Its centerpiece is a new body shell from British Motor Heritage, who maintains production for restorations. DBA refines the body even though it’s new, adjusting panels and gaps and de-seaming the shell — a technique to smooth out the body, favored by tuners in the 1960s.
With the body perfect, DBA gives it the full custom paint treatment, which consists of 400 hours of body prep and building multiple layers to a glossy finish.
Tuned and tweaked running gear for the Mini continues to be available, so the Remastered includes a reconditioned engine and four-speed manual transmission with a choice of two levels of tune: 75 bhp and 90 bhp, with the latter from a 1380 cc overbore.
Where DBA really goes the extra mile is in the interior trim, which adds a level of luxury rarely seen in a modified Mini. A new carbon-fiber dash features a touchscreen with Apple CarPlay, while DBA’s trimmers install custom seats, sound-deadening, perforated suede headlining and beautifully crafted door cards. Total labor clocks in at 1,400 hours.
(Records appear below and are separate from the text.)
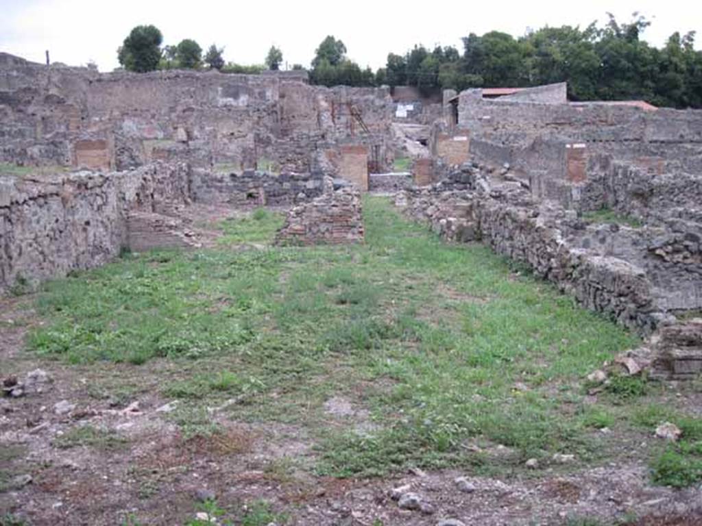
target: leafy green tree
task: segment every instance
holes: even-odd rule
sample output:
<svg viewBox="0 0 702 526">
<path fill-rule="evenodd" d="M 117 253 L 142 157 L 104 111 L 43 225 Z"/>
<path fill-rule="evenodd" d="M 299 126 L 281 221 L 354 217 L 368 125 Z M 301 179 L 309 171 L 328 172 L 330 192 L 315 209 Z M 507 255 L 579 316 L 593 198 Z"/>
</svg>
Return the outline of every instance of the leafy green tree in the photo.
<svg viewBox="0 0 702 526">
<path fill-rule="evenodd" d="M 610 15 L 607 25 L 596 32 L 595 48 L 601 64 L 597 98 L 653 99 L 658 74 L 657 51 L 639 40 L 649 25 L 642 17 L 628 24 L 619 24 Z"/>
<path fill-rule="evenodd" d="M 176 58 L 179 67 L 197 69 L 202 62 L 202 48 L 194 40 L 181 40 L 176 46 Z"/>
<path fill-rule="evenodd" d="M 385 65 L 388 83 L 390 86 L 404 86 L 407 83 L 407 62 L 405 58 L 390 53 Z"/>
<path fill-rule="evenodd" d="M 268 55 L 265 58 L 265 65 L 269 69 L 277 71 L 280 69 L 280 65 L 283 62 L 283 52 L 279 48 L 271 46 L 268 50 Z"/>
<path fill-rule="evenodd" d="M 134 27 L 117 50 L 117 58 L 125 69 L 143 73 L 156 69 L 161 60 L 163 35 L 153 25 Z"/>
<path fill-rule="evenodd" d="M 346 46 L 340 40 L 331 35 L 325 38 L 314 52 L 312 61 L 312 69 L 317 69 L 323 60 L 326 60 L 331 66 L 338 66 L 346 58 Z"/>
<path fill-rule="evenodd" d="M 205 53 L 204 61 L 212 69 L 221 70 L 224 67 L 224 48 L 218 48 L 212 44 Z"/>
<path fill-rule="evenodd" d="M 415 46 L 414 48 L 407 53 L 405 59 L 407 64 L 407 83 L 409 86 L 418 86 L 420 69 L 422 62 L 429 55 L 426 48 L 423 46 Z"/>
<path fill-rule="evenodd" d="M 388 70 L 384 67 L 378 68 L 376 72 L 376 86 L 385 86 L 388 83 Z"/>
<path fill-rule="evenodd" d="M 530 83 L 567 81 L 570 97 L 592 100 L 596 96 L 600 59 L 592 41 L 594 27 L 544 27 L 524 37 L 531 47 Z"/>
</svg>

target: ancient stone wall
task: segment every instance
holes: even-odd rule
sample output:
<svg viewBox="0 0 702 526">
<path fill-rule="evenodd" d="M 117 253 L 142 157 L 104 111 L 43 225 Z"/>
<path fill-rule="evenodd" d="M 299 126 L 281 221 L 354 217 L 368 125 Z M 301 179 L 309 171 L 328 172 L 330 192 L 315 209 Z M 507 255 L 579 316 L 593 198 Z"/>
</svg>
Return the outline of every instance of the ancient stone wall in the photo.
<svg viewBox="0 0 702 526">
<path fill-rule="evenodd" d="M 122 170 L 161 160 L 301 172 L 315 151 L 350 140 L 378 148 L 385 171 L 394 112 L 387 88 L 0 60 L 0 161 L 20 164 Z"/>
<path fill-rule="evenodd" d="M 256 170 L 213 172 L 192 170 L 190 191 L 194 201 L 258 206 L 291 205 L 322 194 L 322 174 L 270 173 Z"/>
<path fill-rule="evenodd" d="M 109 261 L 128 245 L 127 215 L 173 213 L 188 170 L 161 163 L 101 174 L 0 180 L 0 292 Z"/>
<path fill-rule="evenodd" d="M 310 203 L 288 212 L 276 235 L 281 245 L 338 245 L 362 241 L 361 195 L 352 187 L 334 191 L 327 180 L 326 191 Z"/>
<path fill-rule="evenodd" d="M 427 221 L 453 241 L 481 240 L 496 252 L 529 264 L 538 276 L 572 294 L 586 308 L 649 334 L 668 319 L 656 302 L 644 269 L 622 259 L 569 246 L 558 227 L 558 209 L 537 209 L 524 191 L 402 194 L 411 217 Z"/>
</svg>

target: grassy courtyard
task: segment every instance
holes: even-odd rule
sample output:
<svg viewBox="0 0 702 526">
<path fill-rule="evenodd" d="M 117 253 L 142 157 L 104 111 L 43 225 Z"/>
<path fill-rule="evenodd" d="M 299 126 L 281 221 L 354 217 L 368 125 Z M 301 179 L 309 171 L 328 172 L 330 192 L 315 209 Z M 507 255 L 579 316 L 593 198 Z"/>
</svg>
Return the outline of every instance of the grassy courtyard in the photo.
<svg viewBox="0 0 702 526">
<path fill-rule="evenodd" d="M 272 238 L 279 219 L 262 210 L 223 224 L 220 250 L 127 255 L 54 281 L 29 346 L 75 364 L 177 364 L 158 389 L 182 402 L 169 417 L 184 433 L 216 433 L 206 407 L 234 399 L 229 419 L 310 430 L 320 474 L 602 460 L 597 429 L 621 404 L 585 403 L 583 377 L 637 338 L 382 199 L 364 214 L 363 245 L 232 250 Z M 624 398 L 651 389 L 626 382 Z M 333 426 L 330 400 L 348 406 Z M 476 452 L 491 445 L 512 454 Z"/>
</svg>

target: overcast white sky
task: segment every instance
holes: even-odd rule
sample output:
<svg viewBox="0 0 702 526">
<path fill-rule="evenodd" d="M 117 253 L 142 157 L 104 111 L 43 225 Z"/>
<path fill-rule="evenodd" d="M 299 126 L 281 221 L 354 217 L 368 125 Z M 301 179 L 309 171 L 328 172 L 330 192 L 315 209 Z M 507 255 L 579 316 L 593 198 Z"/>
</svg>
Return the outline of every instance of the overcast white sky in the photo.
<svg viewBox="0 0 702 526">
<path fill-rule="evenodd" d="M 100 71 L 117 67 L 117 48 L 135 25 L 154 24 L 164 43 L 194 39 L 206 48 L 225 46 L 227 60 L 262 63 L 272 44 L 291 66 L 308 65 L 327 34 L 341 39 L 348 55 L 373 69 L 388 53 L 414 43 L 462 50 L 461 37 L 492 29 L 515 36 L 527 28 L 585 27 L 612 12 L 628 21 L 639 11 L 653 23 L 644 37 L 660 46 L 674 31 L 695 30 L 702 48 L 702 2 L 685 0 L 590 1 L 425 1 L 388 0 L 0 0 L 0 51 L 70 65 L 93 60 Z"/>
</svg>

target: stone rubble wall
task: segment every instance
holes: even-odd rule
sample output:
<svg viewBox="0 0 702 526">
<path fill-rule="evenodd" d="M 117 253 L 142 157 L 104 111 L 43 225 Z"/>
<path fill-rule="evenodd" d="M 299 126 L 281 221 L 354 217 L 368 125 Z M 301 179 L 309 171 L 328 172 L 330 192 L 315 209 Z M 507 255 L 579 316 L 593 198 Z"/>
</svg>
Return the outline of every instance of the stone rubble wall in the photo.
<svg viewBox="0 0 702 526">
<path fill-rule="evenodd" d="M 392 193 L 406 190 L 414 184 L 409 173 L 371 173 L 368 175 L 368 189 L 373 192 Z"/>
<path fill-rule="evenodd" d="M 694 380 L 702 372 L 702 318 L 663 328 L 650 342 L 649 377 Z"/>
<path fill-rule="evenodd" d="M 656 173 L 600 155 L 590 159 L 588 180 L 577 196 L 577 208 L 603 207 L 640 218 L 698 217 L 702 208 L 702 175 Z"/>
<path fill-rule="evenodd" d="M 107 262 L 129 245 L 132 211 L 190 203 L 185 165 L 0 179 L 0 292 Z"/>
<path fill-rule="evenodd" d="M 104 170 L 157 160 L 239 171 L 265 163 L 301 173 L 314 169 L 317 151 L 350 142 L 379 148 L 383 170 L 394 159 L 387 88 L 329 88 L 283 74 L 101 74 L 8 57 L 0 53 L 0 161 Z"/>
<path fill-rule="evenodd" d="M 153 248 L 197 248 L 195 234 L 182 220 L 140 210 L 127 213 L 127 243 L 132 252 Z"/>
<path fill-rule="evenodd" d="M 331 180 L 326 191 L 310 203 L 290 209 L 276 235 L 278 245 L 338 245 L 363 241 L 361 195 L 347 187 L 336 191 Z"/>
<path fill-rule="evenodd" d="M 411 217 L 455 241 L 482 241 L 496 252 L 528 264 L 540 277 L 644 335 L 670 317 L 656 303 L 644 270 L 618 258 L 569 246 L 559 228 L 562 208 L 538 205 L 528 192 L 482 189 L 467 191 L 415 189 L 399 195 Z"/>
<path fill-rule="evenodd" d="M 192 198 L 199 203 L 236 205 L 282 206 L 303 203 L 322 194 L 322 174 L 213 173 L 194 168 L 190 177 Z"/>
</svg>

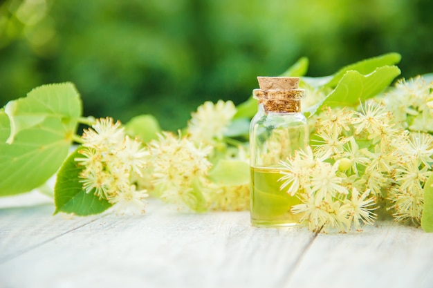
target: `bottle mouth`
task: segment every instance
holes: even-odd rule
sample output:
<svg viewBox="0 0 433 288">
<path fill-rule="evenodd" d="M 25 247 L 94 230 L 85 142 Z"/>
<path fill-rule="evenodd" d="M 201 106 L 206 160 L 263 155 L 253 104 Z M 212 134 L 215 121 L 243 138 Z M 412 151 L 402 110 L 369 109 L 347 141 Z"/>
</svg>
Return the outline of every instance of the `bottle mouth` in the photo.
<svg viewBox="0 0 433 288">
<path fill-rule="evenodd" d="M 252 97 L 257 99 L 268 100 L 299 100 L 305 96 L 305 89 L 293 88 L 288 90 L 254 89 Z"/>
<path fill-rule="evenodd" d="M 266 113 L 301 111 L 305 90 L 299 88 L 299 77 L 259 76 L 257 80 L 260 88 L 252 90 L 252 97 L 263 105 Z"/>
<path fill-rule="evenodd" d="M 259 87 L 263 90 L 288 90 L 299 87 L 300 78 L 291 77 L 257 77 Z"/>
</svg>

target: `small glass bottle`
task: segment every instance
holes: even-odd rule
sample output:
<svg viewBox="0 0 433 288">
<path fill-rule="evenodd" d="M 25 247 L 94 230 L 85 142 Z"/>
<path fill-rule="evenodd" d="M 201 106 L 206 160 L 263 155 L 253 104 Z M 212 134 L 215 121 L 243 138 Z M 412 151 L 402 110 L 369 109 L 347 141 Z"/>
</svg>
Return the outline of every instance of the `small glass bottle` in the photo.
<svg viewBox="0 0 433 288">
<path fill-rule="evenodd" d="M 301 217 L 291 209 L 300 203 L 296 196 L 280 191 L 281 160 L 308 143 L 306 118 L 301 113 L 297 77 L 257 77 L 257 113 L 250 126 L 251 223 L 258 227 L 291 227 Z"/>
</svg>

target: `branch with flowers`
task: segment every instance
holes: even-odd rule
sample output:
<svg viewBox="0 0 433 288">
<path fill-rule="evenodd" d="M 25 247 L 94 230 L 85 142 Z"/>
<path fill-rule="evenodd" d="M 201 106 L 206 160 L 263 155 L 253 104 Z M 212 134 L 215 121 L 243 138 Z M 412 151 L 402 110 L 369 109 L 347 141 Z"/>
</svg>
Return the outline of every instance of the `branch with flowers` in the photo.
<svg viewBox="0 0 433 288">
<path fill-rule="evenodd" d="M 281 193 L 300 199 L 293 212 L 309 229 L 361 230 L 389 215 L 433 231 L 433 77 L 389 87 L 400 58 L 389 53 L 319 78 L 304 76 L 302 58 L 283 74 L 301 77 L 311 143 L 282 162 Z M 143 213 L 148 197 L 197 212 L 248 209 L 252 98 L 237 107 L 206 102 L 176 133 L 151 115 L 125 125 L 82 117 L 81 105 L 66 83 L 0 109 L 0 195 L 39 187 L 58 171 L 55 213 Z M 79 124 L 89 126 L 82 135 Z M 73 141 L 80 146 L 68 155 Z"/>
</svg>

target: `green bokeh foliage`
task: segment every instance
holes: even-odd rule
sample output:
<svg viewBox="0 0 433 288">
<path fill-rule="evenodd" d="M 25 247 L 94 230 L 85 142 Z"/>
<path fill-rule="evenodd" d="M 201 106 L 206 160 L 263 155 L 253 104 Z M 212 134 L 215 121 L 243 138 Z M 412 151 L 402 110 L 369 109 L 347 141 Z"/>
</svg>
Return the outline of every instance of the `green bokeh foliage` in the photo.
<svg viewBox="0 0 433 288">
<path fill-rule="evenodd" d="M 404 77 L 433 71 L 427 0 L 6 0 L 0 4 L 0 106 L 70 81 L 84 115 L 154 115 L 185 126 L 205 100 L 245 101 L 257 75 L 300 57 L 309 76 L 390 51 Z"/>
</svg>

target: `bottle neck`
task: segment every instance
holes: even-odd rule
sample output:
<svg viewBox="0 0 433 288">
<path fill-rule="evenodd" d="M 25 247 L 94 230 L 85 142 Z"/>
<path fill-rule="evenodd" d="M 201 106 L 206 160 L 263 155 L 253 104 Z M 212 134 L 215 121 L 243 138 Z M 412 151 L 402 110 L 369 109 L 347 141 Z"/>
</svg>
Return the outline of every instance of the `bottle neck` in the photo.
<svg viewBox="0 0 433 288">
<path fill-rule="evenodd" d="M 263 107 L 264 111 L 276 113 L 298 113 L 301 112 L 300 99 L 275 100 L 258 99 L 259 106 Z"/>
</svg>

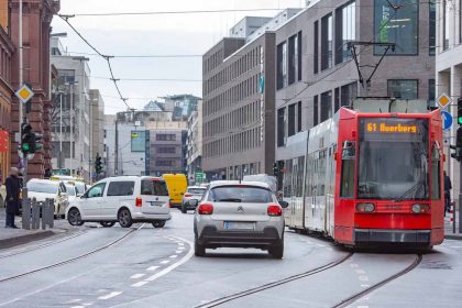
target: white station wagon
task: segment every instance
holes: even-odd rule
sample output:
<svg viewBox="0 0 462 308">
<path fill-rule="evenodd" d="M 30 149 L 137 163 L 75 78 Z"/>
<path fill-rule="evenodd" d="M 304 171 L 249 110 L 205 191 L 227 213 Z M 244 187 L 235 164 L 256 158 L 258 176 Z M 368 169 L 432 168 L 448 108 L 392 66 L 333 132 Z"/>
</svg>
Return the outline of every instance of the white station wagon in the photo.
<svg viewBox="0 0 462 308">
<path fill-rule="evenodd" d="M 134 222 L 151 222 L 155 228 L 163 228 L 172 218 L 168 189 L 156 177 L 105 178 L 70 204 L 66 217 L 72 226 L 92 221 L 107 228 L 116 222 L 130 228 Z"/>
</svg>

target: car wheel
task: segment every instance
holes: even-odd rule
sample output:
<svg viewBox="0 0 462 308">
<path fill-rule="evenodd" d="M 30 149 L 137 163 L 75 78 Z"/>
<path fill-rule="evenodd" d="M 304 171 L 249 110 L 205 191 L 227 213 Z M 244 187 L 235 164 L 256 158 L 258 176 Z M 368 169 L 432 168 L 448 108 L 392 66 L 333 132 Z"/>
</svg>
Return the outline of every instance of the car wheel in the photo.
<svg viewBox="0 0 462 308">
<path fill-rule="evenodd" d="M 80 211 L 76 208 L 72 208 L 67 213 L 67 221 L 70 226 L 82 226 L 84 221 L 81 221 Z"/>
<path fill-rule="evenodd" d="M 111 228 L 116 224 L 116 221 L 100 221 L 99 224 L 101 224 L 105 228 Z"/>
<path fill-rule="evenodd" d="M 153 227 L 154 228 L 164 228 L 164 226 L 165 226 L 165 220 L 153 221 Z"/>
<path fill-rule="evenodd" d="M 274 246 L 270 248 L 270 254 L 273 256 L 273 258 L 283 258 L 283 256 L 284 256 L 284 242 L 278 244 L 278 245 L 274 245 Z"/>
<path fill-rule="evenodd" d="M 196 256 L 205 256 L 206 255 L 206 246 L 199 244 L 197 239 L 194 241 L 194 254 Z"/>
<path fill-rule="evenodd" d="M 130 228 L 133 224 L 132 215 L 128 209 L 121 209 L 119 211 L 117 220 L 119 221 L 119 224 L 122 228 Z"/>
</svg>

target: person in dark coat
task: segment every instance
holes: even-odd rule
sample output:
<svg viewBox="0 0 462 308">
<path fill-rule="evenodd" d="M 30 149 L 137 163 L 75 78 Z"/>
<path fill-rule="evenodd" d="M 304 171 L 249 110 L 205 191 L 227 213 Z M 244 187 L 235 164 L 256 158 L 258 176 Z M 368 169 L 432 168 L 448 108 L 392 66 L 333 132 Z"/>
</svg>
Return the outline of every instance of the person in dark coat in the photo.
<svg viewBox="0 0 462 308">
<path fill-rule="evenodd" d="M 448 176 L 446 170 L 443 172 L 444 175 L 444 215 L 451 210 L 451 178 Z"/>
<path fill-rule="evenodd" d="M 7 228 L 18 228 L 14 224 L 14 216 L 19 212 L 20 179 L 18 168 L 11 168 L 10 176 L 7 178 Z"/>
</svg>

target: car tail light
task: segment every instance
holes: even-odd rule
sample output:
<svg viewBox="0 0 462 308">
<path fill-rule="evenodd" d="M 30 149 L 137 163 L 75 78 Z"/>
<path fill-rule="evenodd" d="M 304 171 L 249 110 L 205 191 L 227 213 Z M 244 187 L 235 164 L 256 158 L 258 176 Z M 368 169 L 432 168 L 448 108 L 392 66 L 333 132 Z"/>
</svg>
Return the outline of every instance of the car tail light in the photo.
<svg viewBox="0 0 462 308">
<path fill-rule="evenodd" d="M 356 211 L 359 212 L 373 212 L 375 211 L 374 204 L 358 204 Z"/>
<path fill-rule="evenodd" d="M 199 215 L 212 215 L 213 213 L 213 206 L 211 204 L 201 204 L 197 209 Z"/>
<path fill-rule="evenodd" d="M 268 216 L 282 216 L 283 209 L 278 205 L 270 205 L 267 212 Z"/>
<path fill-rule="evenodd" d="M 138 197 L 136 198 L 136 201 L 135 201 L 135 206 L 136 206 L 136 208 L 141 208 L 143 206 L 143 199 L 141 199 L 140 197 Z"/>
</svg>

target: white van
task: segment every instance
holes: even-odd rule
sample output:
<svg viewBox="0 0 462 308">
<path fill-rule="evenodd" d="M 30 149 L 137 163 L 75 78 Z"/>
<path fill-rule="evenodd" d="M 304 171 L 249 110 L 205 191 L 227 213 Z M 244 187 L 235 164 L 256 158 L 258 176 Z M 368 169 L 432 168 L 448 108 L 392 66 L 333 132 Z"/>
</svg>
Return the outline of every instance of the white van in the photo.
<svg viewBox="0 0 462 308">
<path fill-rule="evenodd" d="M 119 222 L 151 222 L 163 228 L 172 218 L 168 189 L 164 180 L 150 176 L 120 176 L 101 179 L 74 201 L 67 212 L 72 226 L 87 221 L 110 228 Z"/>
</svg>

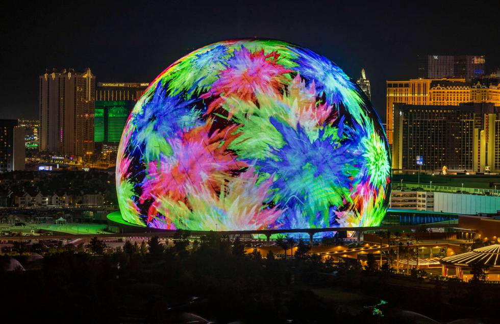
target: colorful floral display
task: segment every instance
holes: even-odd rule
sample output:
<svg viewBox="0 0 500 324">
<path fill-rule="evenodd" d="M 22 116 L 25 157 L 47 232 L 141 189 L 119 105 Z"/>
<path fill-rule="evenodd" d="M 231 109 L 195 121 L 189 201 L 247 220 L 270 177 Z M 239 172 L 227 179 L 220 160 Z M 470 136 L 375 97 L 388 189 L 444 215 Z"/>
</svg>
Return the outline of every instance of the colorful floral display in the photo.
<svg viewBox="0 0 500 324">
<path fill-rule="evenodd" d="M 391 188 L 370 102 L 326 58 L 288 43 L 219 42 L 175 62 L 129 117 L 122 217 L 164 229 L 376 226 Z"/>
</svg>

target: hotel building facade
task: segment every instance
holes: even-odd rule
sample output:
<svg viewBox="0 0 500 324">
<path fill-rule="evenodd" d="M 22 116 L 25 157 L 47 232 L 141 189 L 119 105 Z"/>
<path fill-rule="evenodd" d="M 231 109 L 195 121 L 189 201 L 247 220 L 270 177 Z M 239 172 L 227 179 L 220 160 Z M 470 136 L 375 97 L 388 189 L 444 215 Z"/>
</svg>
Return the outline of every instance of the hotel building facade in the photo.
<svg viewBox="0 0 500 324">
<path fill-rule="evenodd" d="M 492 103 L 458 106 L 394 104 L 392 167 L 416 170 L 500 171 L 500 107 Z"/>
<path fill-rule="evenodd" d="M 394 104 L 422 106 L 458 105 L 462 103 L 490 103 L 500 106 L 500 86 L 486 86 L 479 82 L 470 84 L 462 79 L 415 79 L 387 81 L 386 131 L 392 147 L 394 125 Z"/>
<path fill-rule="evenodd" d="M 94 150 L 95 76 L 90 68 L 39 77 L 40 150 L 85 156 Z"/>
</svg>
Of course, none of this obsessive attention to detail and lavish hand-finishing comes cheap. A price hasn’t been set, but “from £70k” is the guide — a startling $87,000. At that price, the Remastered clearly is not for everyone, and production is limited to “50 to 100” per year.
So far, U.S. sales haven’t been considered, but DBA says it will consult with authorities on the legality of the package if customers show interest. (For what it’s worth, recent legislation governing replica cars seems tailor-made for this sort of vehicle.)
But for the collector whose garage is already chock full of exotica, the cost might not be relevant — it’s just the driving and ownership smiles that count.